Continuou a ter bons resultados, chegando a ser a terceira força política da Grécia, mesmo depois do assassínio de Fyssas

Entre 2012 e 2019, foi um dos partidos mais extremistas e violentos e com maior sucesso na Europa, contribuindo para um clima de violência contra refugiados e estrangeiros na Grécia, que aumentou sobretudo a partir da entrada do partido no Parlamento nacional.

A investigação ao partido mostrou que este operava como um grupo paramilitar, com ordens dadas pela liderança a organizações de bairro e a grupos locais que depois levavam a cabo ataques violentos contra estrangeiros: havia um padrão de ataques de grupo, muitas vezes em motas, por vezes com cães, de cara tapada, com bastões ou outros objectos. 

No processo há centenas de vídeos e mais de seis mil páginas de testemunhos sobre a estrutura hierárquica e militar do partido, incluindo de cinco antigos elementos arrependidos que estão entretanto em programas de protecção de testemunhas.

Em 2019, já com o processo judicial a decorrer, com problemas de financiamento, divisões internas e saídas, a Aurora Dourada não conseguiu chegar aos 3%, o mínimo necessário para ter representação parlamentar.

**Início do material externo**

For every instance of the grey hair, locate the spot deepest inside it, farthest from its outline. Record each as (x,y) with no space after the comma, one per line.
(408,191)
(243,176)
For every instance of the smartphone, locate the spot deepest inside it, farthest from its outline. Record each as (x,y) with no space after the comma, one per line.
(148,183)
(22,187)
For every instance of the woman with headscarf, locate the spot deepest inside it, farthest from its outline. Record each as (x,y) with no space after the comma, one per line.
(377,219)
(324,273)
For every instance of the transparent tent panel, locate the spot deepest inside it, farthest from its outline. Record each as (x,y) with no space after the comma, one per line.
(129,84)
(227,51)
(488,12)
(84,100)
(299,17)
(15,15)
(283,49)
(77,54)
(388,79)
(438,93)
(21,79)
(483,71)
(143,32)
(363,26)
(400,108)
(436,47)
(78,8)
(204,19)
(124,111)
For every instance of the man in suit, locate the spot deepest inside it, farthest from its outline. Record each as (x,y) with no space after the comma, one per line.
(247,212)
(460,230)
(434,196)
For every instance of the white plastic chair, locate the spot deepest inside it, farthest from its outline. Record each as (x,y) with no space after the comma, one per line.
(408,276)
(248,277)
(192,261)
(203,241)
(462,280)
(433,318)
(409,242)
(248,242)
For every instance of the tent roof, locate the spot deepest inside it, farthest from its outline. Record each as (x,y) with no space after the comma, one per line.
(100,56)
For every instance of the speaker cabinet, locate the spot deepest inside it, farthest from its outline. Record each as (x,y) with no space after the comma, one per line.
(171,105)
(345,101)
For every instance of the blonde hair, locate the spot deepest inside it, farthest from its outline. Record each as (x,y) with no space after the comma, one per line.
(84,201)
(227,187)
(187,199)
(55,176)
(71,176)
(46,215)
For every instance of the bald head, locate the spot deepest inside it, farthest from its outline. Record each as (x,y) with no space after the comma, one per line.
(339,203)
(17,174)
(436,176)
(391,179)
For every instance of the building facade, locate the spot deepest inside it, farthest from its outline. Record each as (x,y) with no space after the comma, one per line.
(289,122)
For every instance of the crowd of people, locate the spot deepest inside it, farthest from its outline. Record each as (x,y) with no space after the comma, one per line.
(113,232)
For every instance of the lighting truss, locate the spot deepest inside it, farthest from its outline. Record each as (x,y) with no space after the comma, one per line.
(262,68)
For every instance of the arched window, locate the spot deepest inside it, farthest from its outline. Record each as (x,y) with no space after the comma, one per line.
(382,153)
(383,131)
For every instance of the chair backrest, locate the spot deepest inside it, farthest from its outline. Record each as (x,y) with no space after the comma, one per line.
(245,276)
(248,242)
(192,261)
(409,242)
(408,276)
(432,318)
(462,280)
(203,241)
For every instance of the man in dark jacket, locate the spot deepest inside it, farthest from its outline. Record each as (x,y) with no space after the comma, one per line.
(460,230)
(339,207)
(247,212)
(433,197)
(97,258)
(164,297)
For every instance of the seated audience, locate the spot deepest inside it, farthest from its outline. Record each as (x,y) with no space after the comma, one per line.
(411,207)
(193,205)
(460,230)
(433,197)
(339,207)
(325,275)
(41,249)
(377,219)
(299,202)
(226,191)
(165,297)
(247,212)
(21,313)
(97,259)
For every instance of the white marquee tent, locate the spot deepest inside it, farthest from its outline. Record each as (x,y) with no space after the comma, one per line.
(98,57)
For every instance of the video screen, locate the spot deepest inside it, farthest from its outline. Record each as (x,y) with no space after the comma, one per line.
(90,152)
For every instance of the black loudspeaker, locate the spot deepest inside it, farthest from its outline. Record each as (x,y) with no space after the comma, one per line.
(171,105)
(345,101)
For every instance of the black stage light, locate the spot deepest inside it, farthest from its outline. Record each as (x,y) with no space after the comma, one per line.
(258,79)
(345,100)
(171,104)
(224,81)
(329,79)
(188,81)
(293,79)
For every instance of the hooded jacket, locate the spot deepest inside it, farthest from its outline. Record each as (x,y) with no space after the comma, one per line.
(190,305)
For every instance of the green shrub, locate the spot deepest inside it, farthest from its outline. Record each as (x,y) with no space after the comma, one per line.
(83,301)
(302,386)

“Com a decisão de hoje, termina um ciclo traumático na vida pública do país”, reagiu o primeiro-ministro, Kyriakos Mitsotakis, do partido conservador Nova Democracia. “Tal como nas urnas, este grupo nazi também foi condenado pelo tribunal.”​

A associação de defesa dos direitos humanos Amnistia Internacional declarou que o veredicto tem implicações além da Grécia. “As acusações contra os líderes e membros da Aurora Dourada, incluindo o assassínio de Pavlos Fyssas, deixam exposta uma fissura que existe não apenas na Grécia, como também na Europa e não só”, disse Nils Muiznieks, o director para a Europa da Amnistia.

“O impacto deste veredicto, no que é um julgamento emblemático de um partido de extrema-direita com uma posição agressiva anti-imigrantes e antidireitos humanos, vai ser sentido além das fronteiras da Grécia.”​

O jornalista britânico Daniel Trilling observa que esta é “uma vitória para as vítimas e os activistas anti-fascistas que passaram anos a lutar por justiça, por vezes com grande custo pessoal”. 

A decisão, comenta Trilling, “é mais do que simbólica: o julgamento acabou com a Aurora Dourada como organização, um último recurso em que todos os outros meios políticos falharam”.

Ao sair da sala do tribunal, a mãe de Pavlos Fyssas, Magda, que nunca faltou a uma só sessão, tirou a máscara, levou os braços ao ar e gritou: “Conseguiste, meu filho.”